To keep things simple and worry free, the entire table ordered from the gluten free menu. My husband started with the gluten free mushroom ravioli with truffle cream sauce and I had Chef's signature white bean lobster chili. The crab cakes were actually offered in the appetizer section on the special menu, but Chef made an exception for us and gave us two cakes as an entree choice. They were some of the best I've ever had and certainly the best gluten free version I've tasted. This is probably because it was comprised mostly of crab...some of the best tasting I'd had in a while. All crab cakes should be this decadent....I could have eaten them continuously until morning. But we still had our dessert course coming.


My husband ordered the creme brulee and I had the berry parfait with a gluten free cookie. I wasn't crazy about the cookie part but the rest of my dessert was fabulous. The creme brulee was excellent and presented beautifully, with a caramelized sugar spray on top!

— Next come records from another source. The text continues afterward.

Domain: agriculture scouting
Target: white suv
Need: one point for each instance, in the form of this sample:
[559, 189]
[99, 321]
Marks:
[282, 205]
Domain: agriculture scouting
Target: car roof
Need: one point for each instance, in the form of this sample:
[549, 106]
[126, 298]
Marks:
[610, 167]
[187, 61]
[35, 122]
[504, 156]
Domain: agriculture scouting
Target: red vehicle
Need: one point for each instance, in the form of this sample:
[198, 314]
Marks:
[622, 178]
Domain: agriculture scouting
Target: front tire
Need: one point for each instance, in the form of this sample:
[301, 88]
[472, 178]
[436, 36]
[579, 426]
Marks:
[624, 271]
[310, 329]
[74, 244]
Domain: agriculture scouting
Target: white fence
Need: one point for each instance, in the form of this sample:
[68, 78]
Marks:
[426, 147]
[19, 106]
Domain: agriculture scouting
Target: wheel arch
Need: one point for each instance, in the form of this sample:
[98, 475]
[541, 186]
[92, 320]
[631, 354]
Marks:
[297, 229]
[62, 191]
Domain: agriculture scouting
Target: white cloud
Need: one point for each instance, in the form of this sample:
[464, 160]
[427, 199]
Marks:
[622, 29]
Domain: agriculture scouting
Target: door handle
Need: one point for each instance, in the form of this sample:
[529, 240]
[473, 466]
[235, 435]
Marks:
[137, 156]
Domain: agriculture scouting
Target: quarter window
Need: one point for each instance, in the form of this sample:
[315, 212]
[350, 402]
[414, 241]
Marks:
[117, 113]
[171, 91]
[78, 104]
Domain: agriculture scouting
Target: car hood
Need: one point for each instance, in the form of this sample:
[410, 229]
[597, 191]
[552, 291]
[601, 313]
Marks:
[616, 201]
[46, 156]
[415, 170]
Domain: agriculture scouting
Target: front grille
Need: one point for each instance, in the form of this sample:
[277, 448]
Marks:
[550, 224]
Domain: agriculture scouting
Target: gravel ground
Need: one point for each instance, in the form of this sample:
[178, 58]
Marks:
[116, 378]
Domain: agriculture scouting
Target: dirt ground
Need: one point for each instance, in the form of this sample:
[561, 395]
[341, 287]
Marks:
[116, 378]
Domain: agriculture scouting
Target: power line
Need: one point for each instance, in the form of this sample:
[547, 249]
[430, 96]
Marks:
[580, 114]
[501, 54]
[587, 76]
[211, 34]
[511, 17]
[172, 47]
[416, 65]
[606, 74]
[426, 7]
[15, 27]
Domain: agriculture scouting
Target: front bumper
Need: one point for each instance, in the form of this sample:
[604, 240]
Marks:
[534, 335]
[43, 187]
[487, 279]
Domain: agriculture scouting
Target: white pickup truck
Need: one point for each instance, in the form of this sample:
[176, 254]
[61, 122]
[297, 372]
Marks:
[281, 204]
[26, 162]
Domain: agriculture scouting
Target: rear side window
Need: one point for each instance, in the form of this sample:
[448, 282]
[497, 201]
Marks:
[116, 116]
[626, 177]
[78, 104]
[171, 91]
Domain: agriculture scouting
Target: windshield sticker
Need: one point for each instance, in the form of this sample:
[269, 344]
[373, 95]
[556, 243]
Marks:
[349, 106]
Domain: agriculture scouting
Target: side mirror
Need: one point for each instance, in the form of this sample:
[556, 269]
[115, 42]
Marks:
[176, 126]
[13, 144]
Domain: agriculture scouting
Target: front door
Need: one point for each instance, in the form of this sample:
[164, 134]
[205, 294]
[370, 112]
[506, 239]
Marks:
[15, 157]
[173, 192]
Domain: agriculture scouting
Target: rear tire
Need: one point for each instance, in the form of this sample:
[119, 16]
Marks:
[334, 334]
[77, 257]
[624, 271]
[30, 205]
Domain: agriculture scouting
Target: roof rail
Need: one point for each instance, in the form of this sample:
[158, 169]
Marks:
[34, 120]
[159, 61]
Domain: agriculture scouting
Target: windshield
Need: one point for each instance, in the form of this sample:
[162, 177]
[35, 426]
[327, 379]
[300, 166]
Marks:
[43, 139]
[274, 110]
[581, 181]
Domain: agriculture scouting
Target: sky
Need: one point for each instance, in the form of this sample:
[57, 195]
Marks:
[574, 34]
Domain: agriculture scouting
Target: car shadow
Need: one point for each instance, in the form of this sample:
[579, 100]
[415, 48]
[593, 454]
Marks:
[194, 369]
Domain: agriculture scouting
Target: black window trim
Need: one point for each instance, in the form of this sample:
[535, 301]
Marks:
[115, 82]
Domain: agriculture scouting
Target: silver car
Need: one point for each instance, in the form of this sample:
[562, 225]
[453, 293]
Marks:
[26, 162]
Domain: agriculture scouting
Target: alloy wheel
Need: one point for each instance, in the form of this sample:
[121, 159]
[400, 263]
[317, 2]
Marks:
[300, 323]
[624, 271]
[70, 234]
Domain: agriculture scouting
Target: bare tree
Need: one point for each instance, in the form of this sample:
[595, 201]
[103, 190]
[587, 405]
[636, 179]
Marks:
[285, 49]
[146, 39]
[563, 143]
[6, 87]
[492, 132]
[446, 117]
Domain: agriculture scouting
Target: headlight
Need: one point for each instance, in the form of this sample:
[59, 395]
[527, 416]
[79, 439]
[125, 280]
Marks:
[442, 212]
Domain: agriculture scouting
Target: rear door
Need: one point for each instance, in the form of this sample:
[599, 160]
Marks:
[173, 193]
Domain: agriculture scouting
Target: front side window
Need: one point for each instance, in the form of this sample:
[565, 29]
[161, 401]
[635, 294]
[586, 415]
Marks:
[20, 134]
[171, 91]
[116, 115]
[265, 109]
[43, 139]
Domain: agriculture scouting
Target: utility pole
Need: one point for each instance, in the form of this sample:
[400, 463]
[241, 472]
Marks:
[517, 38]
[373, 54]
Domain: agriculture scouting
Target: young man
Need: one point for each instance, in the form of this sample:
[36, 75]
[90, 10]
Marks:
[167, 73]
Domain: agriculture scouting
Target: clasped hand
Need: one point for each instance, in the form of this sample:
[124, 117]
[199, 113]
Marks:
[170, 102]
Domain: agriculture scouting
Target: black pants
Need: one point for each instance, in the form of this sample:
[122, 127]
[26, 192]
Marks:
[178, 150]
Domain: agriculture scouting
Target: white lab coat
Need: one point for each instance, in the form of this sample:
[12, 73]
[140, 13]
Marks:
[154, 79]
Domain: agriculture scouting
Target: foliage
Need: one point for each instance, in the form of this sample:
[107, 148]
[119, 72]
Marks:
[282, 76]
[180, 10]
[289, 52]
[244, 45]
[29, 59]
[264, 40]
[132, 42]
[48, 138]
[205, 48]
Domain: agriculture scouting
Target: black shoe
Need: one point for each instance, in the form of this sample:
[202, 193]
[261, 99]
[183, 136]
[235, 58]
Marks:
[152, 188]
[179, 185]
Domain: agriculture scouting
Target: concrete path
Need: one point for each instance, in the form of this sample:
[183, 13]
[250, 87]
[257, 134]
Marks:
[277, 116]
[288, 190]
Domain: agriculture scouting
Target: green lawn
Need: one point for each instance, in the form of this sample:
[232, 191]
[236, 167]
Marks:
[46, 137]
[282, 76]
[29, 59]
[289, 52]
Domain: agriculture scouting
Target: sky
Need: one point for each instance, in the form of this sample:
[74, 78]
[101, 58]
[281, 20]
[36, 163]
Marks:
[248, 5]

Just as we thought our night would soon end, the server and manager appeared with a special birthday dessert for my friend...what?! Though I had asked for something special for her (at her husband's secret request), when they brought her dessert out with ours, I assumed they hadn't come up with anything special. Since the dessert offered is not available at present, I can't tell or show what exactly it was. But trust me when I say it was out of this world delicious and they should be offering it all the time. It was so unbelievable that as I stuffed a few bites down (very full from dinner), I kept thinking this could not possibly be gluten free - but it was. Pastry Chef Christopher Jennings really outdid himself this time. I can't wait to see what he'll come up with next!


So a very late but sincere thanks to Chef Robert, Managers Augustin and Mike, and the entire staff at Park 75, for making that night so wonderful for all of us. And an extra special thank you goes to Pastry Chef Christopher, especially from the birthday girl! None of us will ever forget the special treatment we received at the Atlanta Four Seasons Hotel! And seriously Chef Robert, you really should consider packaging the lobster chili and selling it retail....





































































Comments

  1. I'm so glad you had a wonderful time at the 4 Seasons. Lobster chili sounds simply fabulous.